Ciò che più di ogni altra cosa sorprende ancora oggi di quei costruttori è la loro capacità la volontà di unire in grandi e meravigliose costruzioni arti, mestieri, percorsi umani profondamente diversi. Venivano da paesi lontani e distanti fra loro. Seppero valorizzare quelle diversità mettendole al servizio di un’opera grande al cospetto di Dio e degli uomini.
Con un parallelo più vicino alla nostra esperienza potremo sostenere che essi possedevano lo stesso spirito dei pionieri, degli uomini delle “nuove frontiere” che sono i Goums: uomini e donne che amano cercare in luoghi ignoti le risposte necessarie per affrontare i nuovi problemi e le nuove sfide del loro tempo. Per questo noi li sentiamo vicini, uomini e donne di quelle nuove frontiere verso le quali anche noi vorremmo avanzare.

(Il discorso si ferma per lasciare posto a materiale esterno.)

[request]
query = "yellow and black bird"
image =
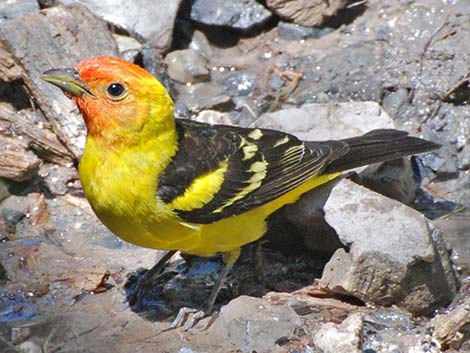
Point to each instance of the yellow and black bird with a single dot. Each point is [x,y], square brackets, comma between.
[172,184]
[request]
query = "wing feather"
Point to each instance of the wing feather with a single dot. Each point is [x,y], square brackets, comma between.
[261,165]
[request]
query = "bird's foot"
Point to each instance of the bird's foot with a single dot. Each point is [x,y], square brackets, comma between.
[189,317]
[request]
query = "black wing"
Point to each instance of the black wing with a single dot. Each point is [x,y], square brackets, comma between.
[260,165]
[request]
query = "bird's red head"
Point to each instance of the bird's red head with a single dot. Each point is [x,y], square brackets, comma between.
[117,98]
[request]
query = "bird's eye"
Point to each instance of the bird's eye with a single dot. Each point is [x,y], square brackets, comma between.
[116,90]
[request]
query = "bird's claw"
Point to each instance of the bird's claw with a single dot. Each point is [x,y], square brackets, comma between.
[188,318]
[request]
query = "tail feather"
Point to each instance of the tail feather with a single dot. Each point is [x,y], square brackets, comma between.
[378,146]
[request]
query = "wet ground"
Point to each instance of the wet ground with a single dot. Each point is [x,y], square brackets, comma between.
[64,278]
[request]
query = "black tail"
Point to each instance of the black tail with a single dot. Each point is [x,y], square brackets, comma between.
[378,146]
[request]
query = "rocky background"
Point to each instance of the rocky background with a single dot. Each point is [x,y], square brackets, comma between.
[381,265]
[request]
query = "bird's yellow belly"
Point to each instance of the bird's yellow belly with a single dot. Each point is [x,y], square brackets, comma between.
[123,195]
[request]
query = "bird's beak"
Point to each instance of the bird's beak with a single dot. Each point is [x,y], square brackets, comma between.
[68,80]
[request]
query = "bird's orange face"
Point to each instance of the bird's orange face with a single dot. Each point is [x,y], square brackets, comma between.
[115,97]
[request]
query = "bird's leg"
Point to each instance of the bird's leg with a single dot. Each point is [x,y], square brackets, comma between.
[146,281]
[151,274]
[188,316]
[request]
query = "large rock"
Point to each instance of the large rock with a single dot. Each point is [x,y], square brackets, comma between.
[328,121]
[306,12]
[342,338]
[16,8]
[148,20]
[57,37]
[254,324]
[392,257]
[187,66]
[451,329]
[237,14]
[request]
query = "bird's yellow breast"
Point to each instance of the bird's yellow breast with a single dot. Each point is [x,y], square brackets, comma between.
[121,187]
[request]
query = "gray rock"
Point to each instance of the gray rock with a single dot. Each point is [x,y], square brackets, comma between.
[308,217]
[187,66]
[254,323]
[239,84]
[12,216]
[292,31]
[451,328]
[200,42]
[203,96]
[4,186]
[16,8]
[444,166]
[29,347]
[341,338]
[62,37]
[128,47]
[327,121]
[57,178]
[238,14]
[148,20]
[154,63]
[306,12]
[395,179]
[456,232]
[392,257]
[213,117]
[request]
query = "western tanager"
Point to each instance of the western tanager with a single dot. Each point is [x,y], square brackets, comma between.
[174,184]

Oggi costruire cattedrali significa anche impegnarsi per la costruzione di una città più giusta. L’impresa non è di minor audacia e necessita, come un tempo, di architetti, come di carpentieri, di artigiani, come di artisti, di semplici operai come di attenti ingegneri.
Le cattedrali dei Goums
Nella loro ricerca di bellezza i goums partono verso il deserto. A mani nude, con fatica, ogni giorno costruiscono una piccola cattedrale. Non è una semplice incombenza pratica, un dovere da svolgere. E’ un atto di creatività, di ricerca della bellezza. Costruire l’altare significa preparare un cerchio che accoglie ogni membro della comunità, un cerchio che non si chiude in se stesso ma che si apre, come una preghiera, verso l’infinito. I canti e le preghiere si innalzano verso il cielo e restituiscono a Dio una lode di ringraziamento per le meraviglie del Creato. Ma se anche non fossimo capaci di pregare, se fossimo stonati o dalla nostra bocca non uscissero né voce né note musicali, se anche i nostri pensieri fossero chiusi al trascendente, già le pietre che portiamo sono un canto e una preghiera. Portando una pietra o anche semplicemente un fiore ciascuno di noi contribuisce innalzare con le pietre un inno a Dio. Noi sappiamo che la pietra scartata può divenire testata d’angolo. Malgrado la nostra poca fede, la nostra scarsa capacità di stare con gli altri e con Dio, nel cercare con perseveranza di compiere dei segni di bellezza, di poesia, di gratuità esprimiamo la nostra aspirazione profonda a fare della nostra vita qualcosa di meglio, a impegnarci con gli altri per rendere questo mondo più giusto e umano, a tenere accesa la lampada della speranza anche quando intorno a noi tutto sembra farsi oscurità e notte. Che la luce di questa lampada accompagni attraverso i sentieri diritti del deserto e quelli a volte più tortuosi dell’esistenza!